Their collboration began as a way for Rasmussen and Arnalds to tap into their shared influences while killing hours in transit. Both members describe their initial tracks, released by British label Erased Tapes in 2009, as “deep and weird.” Encouraged by the initial response to their collaboration, but buffeted by responsibilities (Rasmussen regularly gigs as a producer, Arnalds, who won a BAFTA for his work on BBC series Broadchurch, is in demand both as a solo artist and composer), it would take until early 2014 for the pair to find uninterrupted work time. Schedules cleared, they pounded out an idea a day for two weeks—shaping the best of them into what would become their self-titled debut.
Pointed away from the dance floor throb of their earlier work, Kiasmos, is a fusion of hopped-up beats and unabashed sentimentality, disco groves and ambient synth drones mixed into a throbbing, post-pop swirl. There’s a definite bite—the abrasive pulls of “Thrown” and the deep, twisted thump of “Bent” reveal artists unafraid of hitting hard. With their approach changing from song to song, and the cascade of ideas that inevitably follow their free-form approach, both men claim they can’t even pick out their individual collaborations at this point. Mind-melding, it seems, isn’t completely out of the question. After all, at this point they know each other really, really well.
“Janus’ spirit animal is a purple unicorn,” Arnalds offers.
“Oli is like this really grand, old ape,” Rasmussen cracks.
Old and wise?
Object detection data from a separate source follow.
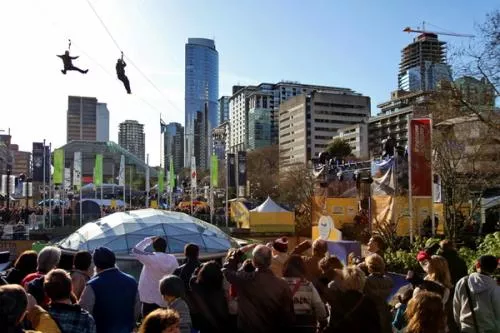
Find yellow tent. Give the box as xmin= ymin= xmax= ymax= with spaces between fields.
xmin=231 ymin=197 xmax=295 ymax=233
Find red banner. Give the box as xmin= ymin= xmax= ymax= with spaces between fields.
xmin=409 ymin=118 xmax=432 ymax=197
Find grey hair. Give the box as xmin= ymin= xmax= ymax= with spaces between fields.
xmin=37 ymin=246 xmax=61 ymax=273
xmin=252 ymin=245 xmax=272 ymax=268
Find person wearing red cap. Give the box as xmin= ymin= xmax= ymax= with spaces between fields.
xmin=271 ymin=237 xmax=288 ymax=278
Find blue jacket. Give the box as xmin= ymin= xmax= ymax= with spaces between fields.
xmin=87 ymin=268 xmax=137 ymax=333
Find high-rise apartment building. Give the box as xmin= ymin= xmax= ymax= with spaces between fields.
xmin=368 ymin=90 xmax=429 ymax=156
xmin=229 ymin=81 xmax=353 ymax=151
xmin=96 ymin=103 xmax=109 ymax=142
xmin=219 ymin=96 xmax=231 ymax=124
xmin=398 ymin=33 xmax=451 ymax=92
xmin=66 ymin=96 xmax=109 ymax=142
xmin=184 ymin=38 xmax=219 ymax=169
xmin=332 ymin=122 xmax=369 ymax=159
xmin=118 ymin=120 xmax=146 ymax=161
xmin=163 ymin=123 xmax=184 ymax=174
xmin=279 ymin=91 xmax=370 ymax=167
xmin=212 ymin=121 xmax=229 ymax=160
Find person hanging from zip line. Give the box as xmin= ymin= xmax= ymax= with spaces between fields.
xmin=57 ymin=51 xmax=89 ymax=75
xmin=57 ymin=39 xmax=89 ymax=75
xmin=116 ymin=52 xmax=132 ymax=94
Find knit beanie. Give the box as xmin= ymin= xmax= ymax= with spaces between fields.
xmin=273 ymin=237 xmax=288 ymax=253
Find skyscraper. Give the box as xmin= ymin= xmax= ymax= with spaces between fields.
xmin=96 ymin=103 xmax=109 ymax=142
xmin=219 ymin=96 xmax=231 ymax=125
xmin=118 ymin=120 xmax=146 ymax=161
xmin=163 ymin=123 xmax=184 ymax=174
xmin=398 ymin=33 xmax=451 ymax=92
xmin=66 ymin=96 xmax=109 ymax=142
xmin=184 ymin=38 xmax=219 ymax=169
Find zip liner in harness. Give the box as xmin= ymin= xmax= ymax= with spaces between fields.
xmin=57 ymin=39 xmax=89 ymax=75
xmin=116 ymin=51 xmax=132 ymax=94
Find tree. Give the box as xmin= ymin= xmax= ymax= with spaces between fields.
xmin=452 ymin=10 xmax=500 ymax=135
xmin=247 ymin=145 xmax=279 ymax=202
xmin=429 ymin=85 xmax=500 ymax=239
xmin=326 ymin=138 xmax=352 ymax=159
xmin=279 ymin=164 xmax=316 ymax=236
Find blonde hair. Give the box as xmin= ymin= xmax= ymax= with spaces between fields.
xmin=365 ymin=253 xmax=385 ymax=273
xmin=427 ymin=255 xmax=453 ymax=288
xmin=342 ymin=266 xmax=366 ymax=292
xmin=405 ymin=291 xmax=446 ymax=333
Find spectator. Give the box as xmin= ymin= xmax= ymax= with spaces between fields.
xmin=438 ymin=239 xmax=467 ymax=285
xmin=0 ymin=284 xmax=40 ymax=333
xmin=160 ymin=275 xmax=192 ymax=333
xmin=292 ymin=239 xmax=328 ymax=285
xmin=71 ymin=251 xmax=92 ymax=299
xmin=364 ymin=254 xmax=394 ymax=333
xmin=222 ymin=245 xmax=294 ymax=333
xmin=392 ymin=288 xmax=413 ymax=331
xmin=453 ymin=255 xmax=500 ymax=333
xmin=5 ymin=250 xmax=38 ymax=285
xmin=191 ymin=261 xmax=231 ymax=333
xmin=23 ymin=246 xmax=61 ymax=308
xmin=21 ymin=246 xmax=61 ymax=288
xmin=325 ymin=266 xmax=380 ymax=333
xmin=317 ymin=256 xmax=344 ymax=304
xmin=132 ymin=233 xmax=179 ymax=318
xmin=271 ymin=237 xmax=288 ymax=278
xmin=405 ymin=291 xmax=446 ymax=333
xmin=358 ymin=235 xmax=386 ymax=275
xmin=139 ymin=309 xmax=181 ymax=333
xmin=80 ymin=247 xmax=140 ymax=333
xmin=368 ymin=235 xmax=386 ymax=259
xmin=413 ymin=255 xmax=453 ymax=306
xmin=174 ymin=243 xmax=201 ymax=290
xmin=43 ymin=269 xmax=96 ymax=333
xmin=283 ymin=255 xmax=327 ymax=333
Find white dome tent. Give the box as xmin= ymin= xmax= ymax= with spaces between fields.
xmin=58 ymin=209 xmax=236 ymax=255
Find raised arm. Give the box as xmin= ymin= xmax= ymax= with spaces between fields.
xmin=132 ymin=237 xmax=154 ymax=264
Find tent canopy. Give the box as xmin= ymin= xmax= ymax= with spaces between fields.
xmin=251 ymin=197 xmax=289 ymax=213
xmin=58 ymin=209 xmax=237 ymax=255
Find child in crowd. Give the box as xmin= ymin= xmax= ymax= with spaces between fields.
xmin=160 ymin=275 xmax=192 ymax=333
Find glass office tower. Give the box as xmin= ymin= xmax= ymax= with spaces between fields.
xmin=184 ymin=38 xmax=219 ymax=169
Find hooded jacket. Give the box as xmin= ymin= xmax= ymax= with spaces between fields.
xmin=453 ymin=273 xmax=500 ymax=333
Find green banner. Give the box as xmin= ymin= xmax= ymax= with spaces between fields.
xmin=94 ymin=154 xmax=102 ymax=186
xmin=210 ymin=155 xmax=219 ymax=187
xmin=52 ymin=149 xmax=64 ymax=184
xmin=168 ymin=156 xmax=175 ymax=191
xmin=158 ymin=168 xmax=165 ymax=193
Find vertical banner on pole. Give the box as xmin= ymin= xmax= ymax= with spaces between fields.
xmin=94 ymin=154 xmax=102 ymax=186
xmin=73 ymin=151 xmax=82 ymax=191
xmin=64 ymin=168 xmax=71 ymax=191
xmin=238 ymin=151 xmax=247 ymax=197
xmin=409 ymin=118 xmax=433 ymax=197
xmin=118 ymin=155 xmax=125 ymax=186
xmin=52 ymin=149 xmax=64 ymax=184
xmin=191 ymin=156 xmax=197 ymax=191
xmin=226 ymin=153 xmax=236 ymax=187
xmin=210 ymin=154 xmax=219 ymax=188
xmin=158 ymin=168 xmax=165 ymax=197
xmin=408 ymin=118 xmax=434 ymax=239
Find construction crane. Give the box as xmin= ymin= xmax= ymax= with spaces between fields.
xmin=403 ymin=22 xmax=474 ymax=38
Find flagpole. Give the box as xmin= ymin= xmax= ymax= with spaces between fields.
xmin=144 ymin=154 xmax=149 ymax=208
xmin=49 ymin=142 xmax=52 ymax=228
xmin=43 ymin=139 xmax=47 ymax=228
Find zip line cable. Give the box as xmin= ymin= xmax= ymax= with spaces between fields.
xmin=35 ymin=0 xmax=168 ymax=114
xmin=86 ymin=0 xmax=181 ymax=112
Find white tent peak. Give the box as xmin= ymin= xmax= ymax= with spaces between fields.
xmin=251 ymin=196 xmax=289 ymax=213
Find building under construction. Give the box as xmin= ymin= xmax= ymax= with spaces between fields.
xmin=398 ymin=33 xmax=451 ymax=92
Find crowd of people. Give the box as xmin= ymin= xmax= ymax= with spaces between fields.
xmin=0 ymin=236 xmax=500 ymax=333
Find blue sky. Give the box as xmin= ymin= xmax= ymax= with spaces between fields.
xmin=0 ymin=0 xmax=500 ymax=164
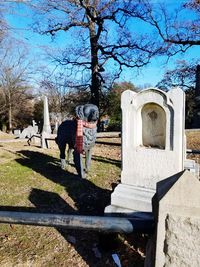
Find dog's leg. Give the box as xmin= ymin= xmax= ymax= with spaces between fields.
xmin=73 ymin=149 xmax=85 ymax=178
xmin=85 ymin=149 xmax=92 ymax=173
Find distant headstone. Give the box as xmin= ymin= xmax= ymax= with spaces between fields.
xmin=152 ymin=171 xmax=200 ymax=267
xmin=14 ymin=129 xmax=21 ymax=137
xmin=105 ymin=88 xmax=185 ymax=213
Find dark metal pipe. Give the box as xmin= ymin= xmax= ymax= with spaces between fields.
xmin=0 ymin=211 xmax=153 ymax=233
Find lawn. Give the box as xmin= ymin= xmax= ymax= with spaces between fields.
xmin=0 ymin=132 xmax=200 ymax=267
xmin=0 ymin=139 xmax=146 ymax=267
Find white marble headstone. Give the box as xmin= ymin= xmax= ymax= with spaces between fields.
xmin=105 ymin=88 xmax=185 ymax=215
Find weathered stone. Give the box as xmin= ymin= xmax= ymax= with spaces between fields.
xmin=105 ymin=88 xmax=185 ymax=213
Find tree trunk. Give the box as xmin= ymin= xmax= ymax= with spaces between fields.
xmin=8 ymin=93 xmax=12 ymax=132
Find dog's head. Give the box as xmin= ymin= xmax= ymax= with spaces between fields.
xmin=76 ymin=104 xmax=99 ymax=122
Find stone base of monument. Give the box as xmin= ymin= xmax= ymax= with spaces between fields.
xmin=184 ymin=159 xmax=199 ymax=179
xmin=105 ymin=184 xmax=155 ymax=214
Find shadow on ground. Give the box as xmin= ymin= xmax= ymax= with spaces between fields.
xmin=0 ymin=150 xmax=144 ymax=267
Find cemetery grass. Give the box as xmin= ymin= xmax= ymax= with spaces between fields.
xmin=0 ymin=132 xmax=200 ymax=267
xmin=0 ymin=140 xmax=147 ymax=267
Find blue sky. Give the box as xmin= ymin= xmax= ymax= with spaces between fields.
xmin=4 ymin=0 xmax=200 ymax=89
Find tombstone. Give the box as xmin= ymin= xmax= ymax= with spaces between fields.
xmin=41 ymin=96 xmax=51 ymax=148
xmin=19 ymin=120 xmax=38 ymax=139
xmin=105 ymin=88 xmax=185 ymax=213
xmin=151 ymin=171 xmax=200 ymax=267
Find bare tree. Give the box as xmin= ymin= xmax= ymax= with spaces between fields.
xmin=25 ymin=0 xmax=162 ymax=106
xmin=0 ymin=40 xmax=32 ymax=130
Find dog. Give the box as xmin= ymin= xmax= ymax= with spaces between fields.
xmin=55 ymin=104 xmax=99 ymax=178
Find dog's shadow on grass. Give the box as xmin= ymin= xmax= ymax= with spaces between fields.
xmin=16 ymin=150 xmax=111 ymax=215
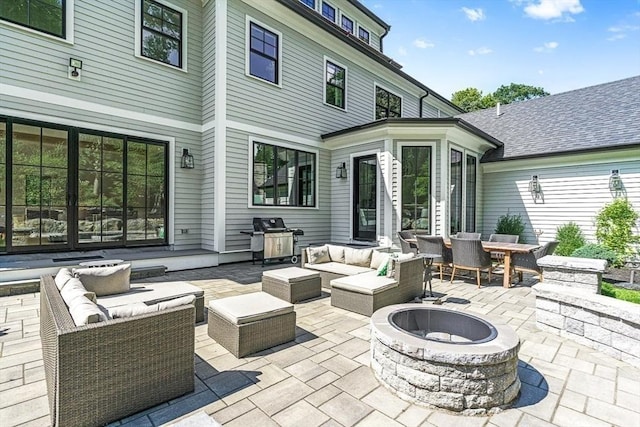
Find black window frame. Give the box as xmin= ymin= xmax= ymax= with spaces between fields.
xmin=140 ymin=0 xmax=185 ymax=68
xmin=248 ymin=21 xmax=281 ymax=85
xmin=375 ymin=85 xmax=402 ymax=120
xmin=251 ymin=141 xmax=318 ymax=208
xmin=324 ymin=59 xmax=347 ymax=110
xmin=0 ymin=0 xmax=68 ymax=39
Yes, agrees Arnalds.
“I go ooo ooo oo!” he laughs, mimicking a monkey. “But then I have some wisdom for the young ones.”
At this Rasmussen and Arnalds laugh.
“I’ve been touring a lot for the last seven or eight years,” Arnalds continues, confirming that working with your best friend is every bit as fun as one might imagine. “But this is a different experience. It’s very exciting for me, even if initially the shows were a couple of steps smaller. Suddenly everything is a little less pro and there’s a little less crew and infrastructure. It’s very exciting to try something else. But it’s growing very fast.”